The residents were “very frustrated with property owners who don’t show any care for their properties,” said Kristine Dunkerton, executive director of the Community Law Center, who argued the case for the associations.

Under the Community Bill of Rights, enacted in 1996, community associations can sue property owners who do not respond to city repair orders, provided they give 60 days’ notice.

But until recently, no community association had done it because of a flaw in the law.

State Senator Bill Ferguson, whose Baltimore City district includes many South Baltimore neighborhoods with blighted properties, found it when he was in law school and taking slumlords to court for the University of Maryland Law School’s Community Justice Law Clinic.

“We realized [that] community associations, although they were in the law – it was almost impossible to qualify as an eligible community association to bring a case against a vacant land lord,” he explained.

Ferguson said the city could sue the bad property owners, but with 16,000 vacant homes it would be a heavy burden.

“The city just has a limited finite amount of resources.  But if you open it up to community associations, all of a sudden you have a lot more eyes on the job,” he added.

He sponsored legislation during the 2012 General Assembly session loosening the definition of a community association, and that led to the suit against Wizig.

The six community associations – Mount Clare Community Council, Carrollton Ridge Community Association, Operation Reachout Southwest, Greater Greenmount Community Association, Alliance of Rosemont Community Organizations and Coldstream Homestead Montebello Community Corporation – with help from the Community Law Center sued in April 2013.

In July, Circuit Judge Pamela Brown ordered Wizig to clean up his properties by the end of October.  It is unclear what penalties he will face if he does not comply.  This is the first case tried in court under the Community Bill of Rights.

The second phase of the trial, to determine whether Wizig pays damages to the associations, is scheduled for January.

Jaime Lee, director of the Community Development Law Clinic at the University of Baltimore Law School, says the law not only helps community groups, it saves money because no one has to “rehash whether the law has been broken or not.  That’s already been determined by the city government or the code enforcer.”

This isn’t the first time Wizig has been in trouble over housing code violations.

City Paper reported a decade ago that Wizig narrowly avoided jail time in Buffalo in 2000 by pleading guilty to about 200 violations on properties he owned there and paying hundreds of thousands of dollars for repairs.
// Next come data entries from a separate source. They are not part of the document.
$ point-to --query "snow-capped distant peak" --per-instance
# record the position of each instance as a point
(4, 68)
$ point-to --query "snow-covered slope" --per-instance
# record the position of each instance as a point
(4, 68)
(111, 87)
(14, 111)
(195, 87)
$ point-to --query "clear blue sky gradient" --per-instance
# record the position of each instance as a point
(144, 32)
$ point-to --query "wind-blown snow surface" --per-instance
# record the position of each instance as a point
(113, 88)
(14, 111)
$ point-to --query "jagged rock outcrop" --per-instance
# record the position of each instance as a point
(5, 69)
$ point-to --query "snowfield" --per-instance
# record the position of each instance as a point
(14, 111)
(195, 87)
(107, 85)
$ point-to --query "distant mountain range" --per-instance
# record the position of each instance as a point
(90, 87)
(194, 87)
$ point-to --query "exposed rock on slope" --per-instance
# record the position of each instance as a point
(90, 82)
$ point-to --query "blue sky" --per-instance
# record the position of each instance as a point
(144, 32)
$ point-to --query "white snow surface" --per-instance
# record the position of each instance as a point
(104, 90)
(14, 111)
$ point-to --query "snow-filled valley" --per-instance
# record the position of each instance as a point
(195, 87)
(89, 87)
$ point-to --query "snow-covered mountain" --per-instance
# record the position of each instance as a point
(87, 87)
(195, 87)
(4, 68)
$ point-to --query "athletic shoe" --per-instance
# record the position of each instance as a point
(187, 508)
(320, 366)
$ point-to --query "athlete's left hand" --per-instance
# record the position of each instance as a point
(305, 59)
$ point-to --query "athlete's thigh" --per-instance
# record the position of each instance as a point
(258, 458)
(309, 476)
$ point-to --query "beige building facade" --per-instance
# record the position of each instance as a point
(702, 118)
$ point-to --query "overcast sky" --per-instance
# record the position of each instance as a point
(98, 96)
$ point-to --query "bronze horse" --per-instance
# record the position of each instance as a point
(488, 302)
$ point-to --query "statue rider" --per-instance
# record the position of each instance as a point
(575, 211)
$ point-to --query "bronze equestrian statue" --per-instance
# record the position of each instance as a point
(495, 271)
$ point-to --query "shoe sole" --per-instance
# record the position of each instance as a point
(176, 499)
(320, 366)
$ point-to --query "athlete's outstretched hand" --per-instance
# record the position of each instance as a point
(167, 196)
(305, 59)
Lenora Foote-Beavers, who was a Buffalo city prosecutor at the time, said the city accepted the plea just to get rid of him.

Neither Wizig, nor his lawyer, Dana Petersen Moore, returned calls to offices in Houston and Baltimore, respectively.

Ferguson called the community bill of rights a new tool that can be used to revitalize Baltimore and added it is starting to make a difference.

“It’s really neat to see some of the work that we put in [and] we’re starting to see the fruit of that labor,” he said.